International financial regulation
But I think it likely that, in the future, these institutional developments will be seen to be of less significance than a range of individually modest, but collectively important enhancements to the systems of co-operation and co-ordination between institutions. Before explaining those developments in a little more detail, I should take a short step back, to explain how I see the theory of international financial regulation, and how the practice today seems to fall sadly short.
In theory, financial regulation around the world is governed by standards set by three main groups of regulators. For banking, it is the Basel Committee, set up under the auspices of the BIS. For securities firms and markets it is the International Organisation of Securities Commissions (IOSCO), and for insurance companies it is the International Association of Insurance Supervisors (IAIS). The latter two are more recent creations with a wide membership. The former is a much tighter grouping of developed country supervisors only, but one which has earned considerable authority around the globe, largely as a result of the quality of its output. In effect, it also sets standards for countries outside its membership.
All three organisations have established principles of good regulatory practice, to which most countries in the world are, at least nominally, signed up. These principles describe the appropriate structures for regulation, with requirements for independence from political interference, they set out an approach to capital, and many other desirable features of a soundly regulated financial system. So far, so good.
But these principles do not appear to have been effective in preventing, or perhaps more realistically mitigating, the effects of financial crises. And we can see from the aftermath of the Asian crises that the Korean banking system was not adequately capitalised in line with Basel principles, and in Indonesia and Thailand the available capital was quickly wiped out by a wave of bad debts. Very significant recapitalisation of those banking systems has been subsequently necessary indeed it is a process which remains to be completed. The sums of money involved are enormous. It is estimated that the costs of the banking collapse in both Indonesia and Thailand will amount to more than 40% of GDP, and around 15% in Korea. Should we therefore conclude that the Basel capital standards, for example, set up in response to crises of a similar order in Latin America in the 1980s, are hopelessly inadequate?

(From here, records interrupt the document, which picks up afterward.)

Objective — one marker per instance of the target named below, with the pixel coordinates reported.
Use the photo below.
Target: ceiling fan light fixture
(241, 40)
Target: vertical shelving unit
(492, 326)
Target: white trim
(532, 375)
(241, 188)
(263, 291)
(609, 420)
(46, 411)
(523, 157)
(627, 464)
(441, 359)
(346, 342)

I do not think so. While there are many problems with the existing structure of the Basel Capital Accord, which are being addressed currently, the better explanation seems to be that banks in Asia were not being properly supervised in line with internationally accepted best practice.
I do not have time today to go into detail on the ways in which the regulatory systems fall short. But it is clear that many banks were in reality undercapitalised. Their provisions for non-performing loans were inadequate. Their accounts lacked objectivity and transparency and rules on connected lending were not effectively policed. They also ran very significant and under-appreciated indirect currency risks through their lending to companies who themselves were not adequately hedged.

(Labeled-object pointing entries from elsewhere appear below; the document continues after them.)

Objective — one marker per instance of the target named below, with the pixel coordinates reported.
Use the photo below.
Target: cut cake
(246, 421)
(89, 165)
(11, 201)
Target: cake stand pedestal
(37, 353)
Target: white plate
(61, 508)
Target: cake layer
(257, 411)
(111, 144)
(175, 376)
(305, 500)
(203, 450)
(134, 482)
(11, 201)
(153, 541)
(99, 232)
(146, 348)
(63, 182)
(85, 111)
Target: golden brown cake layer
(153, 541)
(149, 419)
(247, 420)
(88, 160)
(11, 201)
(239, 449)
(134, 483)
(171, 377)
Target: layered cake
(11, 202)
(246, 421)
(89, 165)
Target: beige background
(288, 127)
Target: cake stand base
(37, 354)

Once currencies came under pressure, and inadequate external liquidity became the issue, the opacity of local accounting standards, the insecure basis of provisioning policies, uncertainties in enforcing collateral, dubious corporate governance and the inability of central banks and supervisory authorities to impose discipline were all important factors undermining confidence and aggravating the collapse.

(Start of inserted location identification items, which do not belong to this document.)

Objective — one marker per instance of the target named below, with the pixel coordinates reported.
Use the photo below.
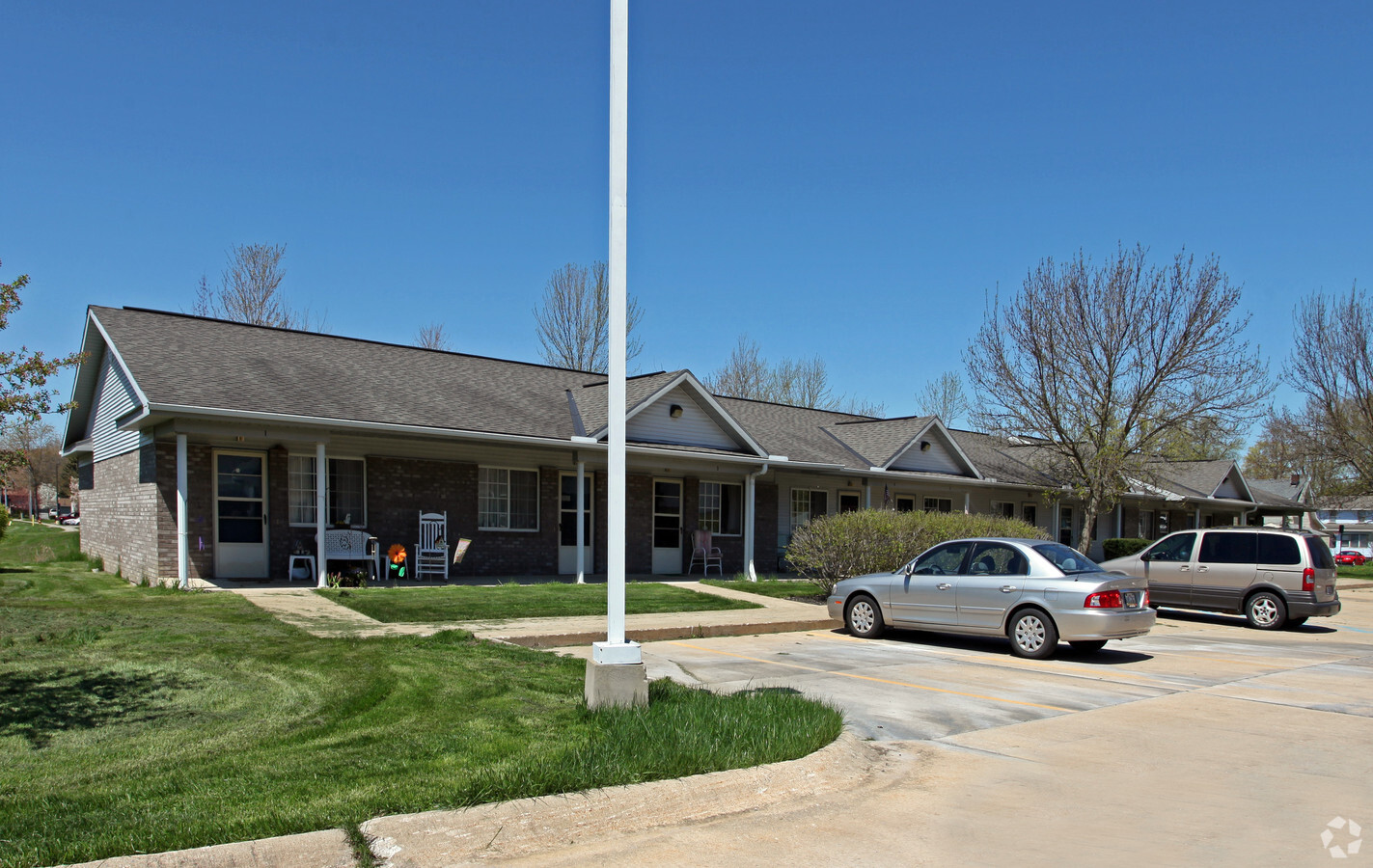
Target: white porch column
(749, 529)
(182, 541)
(581, 522)
(320, 502)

Of course there were other factors that work in these crises, including unstable macroeconomic policies and, perhaps, inappropriate incentives as lenders believed they would be bailed out in the event of devaluation. But my focus, as I said at the start, is on the regulatory dimension.
It seems clear, therefore, that there is a need to enhance supervision, particularly in economies open to capital flows, and to strengthen their compliance with internationally agreed best practices. I use compliance both in the sense of firms complying with the standards set by their supervisors, and in the sense of those supervisors complying with international standards. In practice, the second sense will embrace the first. he traditional approach to compliance has been to assume that all members of a particular club, such as Basel or IOSCO, would comply with the clubs rules, the supervisors would bring to colleagues attention their own experiences of interpreting rules and that informal contacts would provide a kind of peer review. This traditional approach breaks down either when some members do not apply the rules (for example in the financial crises of the 1990s I have described) or where there are marked inconsistencies in the way countries apply them.
The groups of supervisors themselves do not have the basis on which to enforce rules among their voluntary membership. The Basel Committee in particular has tried hard, and with some success, to reach out beyond its membership, but of course it has no firm mandate to do so.
So the last two years have seen a growing, albeit far from complete at this stage, acceptance by supervisors and by the international financial community generally that the standard setting rôle of international supervisory bodies needs to be complemented by arrangements for assessing compliance with those standards. And these arrangements need to go beyond peer review, which has been only modestly successful.
Instead, the necessary expertise, resources and willingness to pass judgement on compliance with these standards are being put together by the IMF and the World Bank. The IMF has a worldwide responsibility for economic surveillance, which surprisingly you may think has only recently been extended to cover financial systems in any depth. Both the Fund and the Bank have lending programmes designed to help countries recover from or avoid financial crises and both institutions are expanding their financial policy departments and enhancing their liaison with supervisors in developed countries in particular, who have agreed to lend staff resources to the international financial institutions to support this compliance assessment work. In the case of banking supervision, arrangements are now moving forward, though much work lies ahead in the practical application and there are some doubts about whether the IFIs have the records they need to complete the job. The securities and insurance areas are a little behind, as they discuss with the IFIs how best the work should be done, and who should take the lead.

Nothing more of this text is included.